= Letterhead organization =

Public policy or other group lacking substantial active membership

In American politics, a letterhead organization (or letterhead group) is a public policy or other group lacking substantial active membership. In contrast to other civic organizations, letterhead organizations function through the issuance of public letters or other materials using names of notable persons (as on a "letterhead") to inherit their authority, rather than having authority based for example a large number of members.

The term has also been used in other countries, such as Canada, and dates back to before 1921. Before that, the term "paper organization", implying that an organization only existed on paper, was in common use. Blackwood's Edinburgh Magazine in 1876 referred to a proposed Army Corps as a "paper organisation" as not actually composed of men and equipment.

By 1972, the use of such organizations was becoming common. After Nixon was re-elected president in 1972, anti-McGovern Democrats founded the Coalition for a Democratic Majority (CDM), appointing as its director Penn Kemble. The CDM's letterhead listed "House Speaker-to-be Tom Foley, Ambassador-to-be Jeane Kirkpatrick, civil rights leaders Bayard Rustin, Velma and Norman Hill, the "boss"of Montgomery County Democratic politics Dick Schifter, Ambassador-to-be Peter Rosenblatt and Arms-Control Negotiator-to-be Max Kampelman"; the new organization placed full-page advertisements in The New York Times and The Washington Post. An initial contributor to the CDM was the Committee on Political Education of the AFL–CIO. "Letterhead organizations, I realized, could get ink for a point of view, and influence policy", wrote Ben Wattenberg in discussing Kemble and CDM. Later, Kemble used a similar strategy in founding the Institute for Religion and Democracy and other letterhead organizations.

==Pejorative use==
The term "letterhead organization" has been used as a pejorative, to stress the small scale of the group or its alleged influence by virtue of its "letterhead members" rather than by its own activities. Some letterhead organizations have been alleged to have been motivated more by fundraising than by influencing policy or informing the public.

==Size compared with think tanks==

A think tank generally has a substantial number of employees and supporters actively involved. Such groups may produce peer-reviewed and other journals, news releases, position papers, conferences, and the like.

==List of groups sometimes labeled as "letterhead organizations"==

The following groups have been termed "letterhead organizations" by the reference (cited parenthetically):

- State chapters of The Moral Majority (Reichley)
- Project for a New American Century "The PNAC had a staff of only five. That did not matter: its purpose was to write embarrassing letters to important people.
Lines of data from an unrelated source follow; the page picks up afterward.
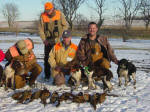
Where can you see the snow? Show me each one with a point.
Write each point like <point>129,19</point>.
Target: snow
<point>129,100</point>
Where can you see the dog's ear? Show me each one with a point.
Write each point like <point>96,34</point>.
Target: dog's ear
<point>16,64</point>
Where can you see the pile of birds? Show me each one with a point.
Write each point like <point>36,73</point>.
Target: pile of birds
<point>55,98</point>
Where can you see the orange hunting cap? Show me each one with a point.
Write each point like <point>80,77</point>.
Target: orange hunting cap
<point>48,5</point>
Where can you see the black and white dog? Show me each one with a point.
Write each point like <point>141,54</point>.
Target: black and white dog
<point>126,69</point>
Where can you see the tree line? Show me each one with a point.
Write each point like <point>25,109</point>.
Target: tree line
<point>128,11</point>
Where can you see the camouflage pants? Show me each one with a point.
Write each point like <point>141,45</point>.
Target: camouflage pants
<point>47,67</point>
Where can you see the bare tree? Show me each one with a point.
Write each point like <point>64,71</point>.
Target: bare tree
<point>129,10</point>
<point>145,10</point>
<point>69,8</point>
<point>81,22</point>
<point>100,10</point>
<point>11,13</point>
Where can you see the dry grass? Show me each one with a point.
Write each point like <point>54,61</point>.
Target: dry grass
<point>110,31</point>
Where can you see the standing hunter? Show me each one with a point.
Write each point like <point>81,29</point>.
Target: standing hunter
<point>52,24</point>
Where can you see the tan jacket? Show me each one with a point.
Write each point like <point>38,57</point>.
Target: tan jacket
<point>59,56</point>
<point>83,52</point>
<point>28,60</point>
<point>46,26</point>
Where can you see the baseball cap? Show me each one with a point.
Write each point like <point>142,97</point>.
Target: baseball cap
<point>66,34</point>
<point>48,6</point>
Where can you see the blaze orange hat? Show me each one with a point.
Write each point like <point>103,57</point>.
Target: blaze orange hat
<point>48,5</point>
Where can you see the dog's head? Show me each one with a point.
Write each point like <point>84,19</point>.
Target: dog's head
<point>123,63</point>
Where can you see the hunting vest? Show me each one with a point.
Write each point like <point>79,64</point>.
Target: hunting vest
<point>14,51</point>
<point>52,26</point>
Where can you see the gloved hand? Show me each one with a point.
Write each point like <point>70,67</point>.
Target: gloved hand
<point>58,68</point>
<point>46,42</point>
<point>116,62</point>
<point>16,64</point>
<point>86,69</point>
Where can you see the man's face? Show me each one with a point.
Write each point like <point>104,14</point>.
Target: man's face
<point>92,30</point>
<point>49,12</point>
<point>67,40</point>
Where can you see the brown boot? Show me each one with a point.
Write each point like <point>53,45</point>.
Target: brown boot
<point>35,72</point>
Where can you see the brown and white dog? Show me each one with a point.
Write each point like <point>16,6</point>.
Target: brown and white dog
<point>75,77</point>
<point>91,84</point>
<point>126,69</point>
<point>9,73</point>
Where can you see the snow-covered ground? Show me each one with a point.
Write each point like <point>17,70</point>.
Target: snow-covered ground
<point>129,100</point>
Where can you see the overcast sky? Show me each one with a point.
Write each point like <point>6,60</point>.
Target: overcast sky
<point>30,9</point>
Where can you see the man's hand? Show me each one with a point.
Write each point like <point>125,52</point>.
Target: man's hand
<point>16,64</point>
<point>116,62</point>
<point>58,68</point>
<point>86,69</point>
<point>46,42</point>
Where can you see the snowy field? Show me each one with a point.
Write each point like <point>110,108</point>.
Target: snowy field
<point>129,100</point>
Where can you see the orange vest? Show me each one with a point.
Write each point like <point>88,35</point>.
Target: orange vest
<point>14,52</point>
<point>46,19</point>
<point>73,46</point>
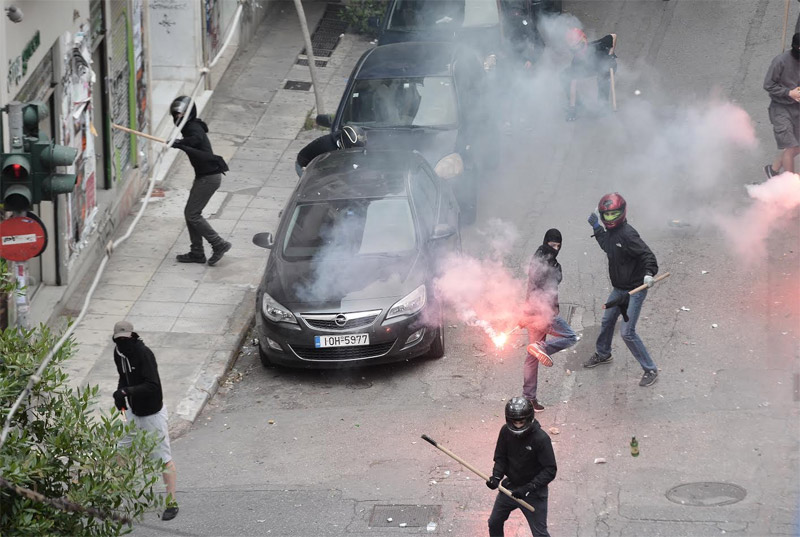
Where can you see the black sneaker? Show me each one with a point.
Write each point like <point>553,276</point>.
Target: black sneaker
<point>770,172</point>
<point>219,252</point>
<point>596,360</point>
<point>170,512</point>
<point>649,378</point>
<point>191,257</point>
Its letter to President Clinton in February 1998 (signed by Wolfowitz, Rumsfeld, and Fukuyama), calling for the overthrow of Saddam Hussein, helped to bring about the Iraq Liberation Act... Ten years later, it is now a ‘letterhead’ organization, and functionally dead." (High, p. 488)
- Christians Concerned for Israel (later National Christian Leadership Conference for Israel)
- American Judicature Society
- Social Unit Institute
- National Defense Committee
- Khalsa Raj Party, started by Jagjit Singh Chohan.